池田: 学生時代は、「自分の配慮事項を相手に伝えることで、周りに迷惑をかける」という思い込みがありました。しかし社会人になって、「配慮事項を伝えないと迷惑をかける」という逆の考えに変わりました。

きっかけは、新入社員でのグループワークの時です。会場がにぎやかな場所だと、声が聞き取りづらくなることを心配していましたが、何とか自分の力で頑張ろうと思っていました。しかしグループワークが始まるとやはり聞き取りづらく、困ってしまいました。そんな私の様子を見て講師の方が声をかけてくださり、静かな場所に移動できることになったんです。

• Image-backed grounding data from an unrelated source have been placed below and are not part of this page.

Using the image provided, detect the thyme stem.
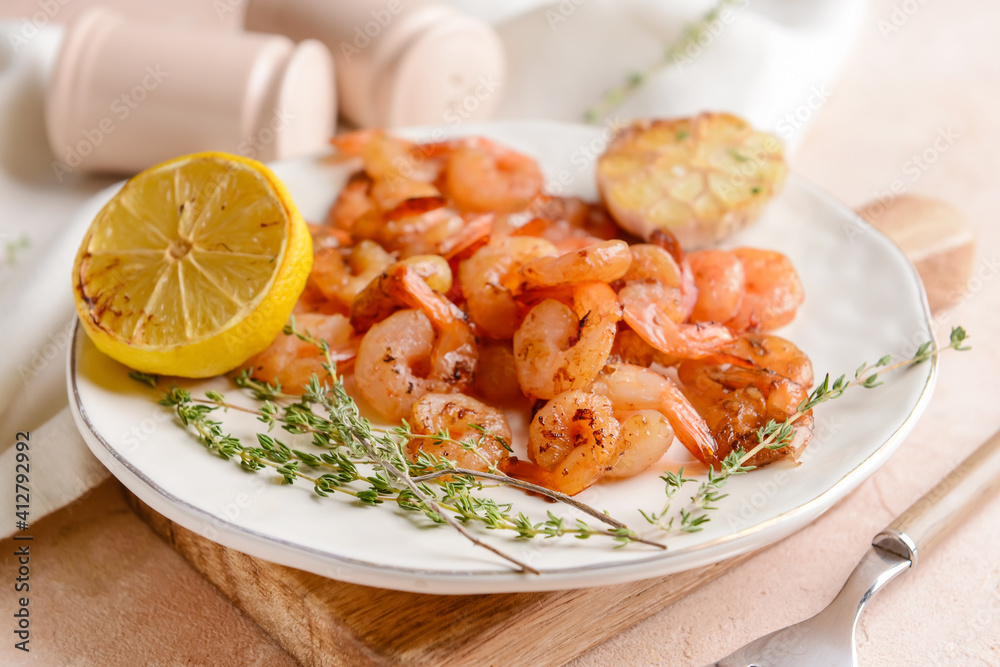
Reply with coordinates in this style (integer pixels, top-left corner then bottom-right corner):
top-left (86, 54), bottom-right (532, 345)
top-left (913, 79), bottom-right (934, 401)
top-left (643, 327), bottom-right (971, 534)
top-left (193, 395), bottom-right (659, 548)
top-left (583, 0), bottom-right (740, 124)
top-left (738, 328), bottom-right (969, 467)
top-left (162, 324), bottom-right (970, 566)
top-left (351, 431), bottom-right (541, 574)
top-left (161, 322), bottom-right (661, 573)
top-left (411, 467), bottom-right (664, 549)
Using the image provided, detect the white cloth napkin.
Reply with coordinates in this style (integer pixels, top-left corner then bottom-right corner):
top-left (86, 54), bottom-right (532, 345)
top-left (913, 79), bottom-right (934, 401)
top-left (457, 0), bottom-right (864, 149)
top-left (0, 0), bottom-right (862, 539)
top-left (0, 26), bottom-right (118, 539)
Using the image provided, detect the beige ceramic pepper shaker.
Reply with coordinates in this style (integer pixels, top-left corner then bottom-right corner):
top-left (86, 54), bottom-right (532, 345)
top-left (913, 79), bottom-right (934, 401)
top-left (243, 0), bottom-right (505, 128)
top-left (45, 7), bottom-right (336, 175)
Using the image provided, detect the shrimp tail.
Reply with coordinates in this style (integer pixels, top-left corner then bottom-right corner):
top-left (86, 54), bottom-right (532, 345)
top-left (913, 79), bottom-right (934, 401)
top-left (621, 296), bottom-right (732, 359)
top-left (439, 213), bottom-right (493, 261)
top-left (658, 376), bottom-right (720, 465)
top-left (650, 228), bottom-right (697, 317)
top-left (499, 457), bottom-right (552, 488)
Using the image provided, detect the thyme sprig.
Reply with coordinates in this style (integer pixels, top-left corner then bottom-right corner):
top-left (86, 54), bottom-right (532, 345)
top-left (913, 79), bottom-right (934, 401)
top-left (128, 370), bottom-right (159, 388)
top-left (642, 327), bottom-right (970, 534)
top-left (641, 452), bottom-right (752, 533)
top-left (190, 390), bottom-right (664, 548)
top-left (156, 324), bottom-right (968, 569)
top-left (741, 326), bottom-right (969, 466)
top-left (583, 0), bottom-right (741, 124)
top-left (183, 389), bottom-right (663, 550)
top-left (160, 320), bottom-right (662, 573)
top-left (3, 233), bottom-right (30, 266)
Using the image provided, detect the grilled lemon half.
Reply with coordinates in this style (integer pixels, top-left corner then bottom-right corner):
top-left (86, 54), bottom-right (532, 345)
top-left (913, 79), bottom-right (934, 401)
top-left (72, 152), bottom-right (312, 377)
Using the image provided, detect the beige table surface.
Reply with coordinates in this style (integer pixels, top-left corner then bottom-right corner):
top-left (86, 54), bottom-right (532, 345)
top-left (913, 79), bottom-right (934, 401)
top-left (3, 0), bottom-right (1000, 665)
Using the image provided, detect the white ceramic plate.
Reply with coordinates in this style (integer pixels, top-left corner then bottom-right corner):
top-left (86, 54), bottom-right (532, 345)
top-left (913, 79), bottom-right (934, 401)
top-left (68, 121), bottom-right (936, 594)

後から講師の方に「困ったことがあれば絶対に言ってね」と声を掛けていただき、伝えないと逆に迷惑がかかり、先に進まないということを学びました。

分かったつもりはNG!必要な配慮は人それぞれ

―チームの皆さんは、池田さんを迎えるに当たって、どんな準備をしましたか?

金田: 私達にとって、聴覚障がいのある方をチームに招き入れるのは初めてのことです。池田さんの配属初日に課のメンバーで集まり、どういった配慮が必要か、どんなところに注意したら良いかを率直に話し合う場を設けました。
その中で、池田さんは右側からの方が聞き取りやすいと知りました。当初、池田さんのデスクは右端に配置しており、みんなが左側から話しかける席順でしたが、右側から話しかけられる席順に変更。ご本人から話を聞いてみないと分からないことがあるなと思いましたね。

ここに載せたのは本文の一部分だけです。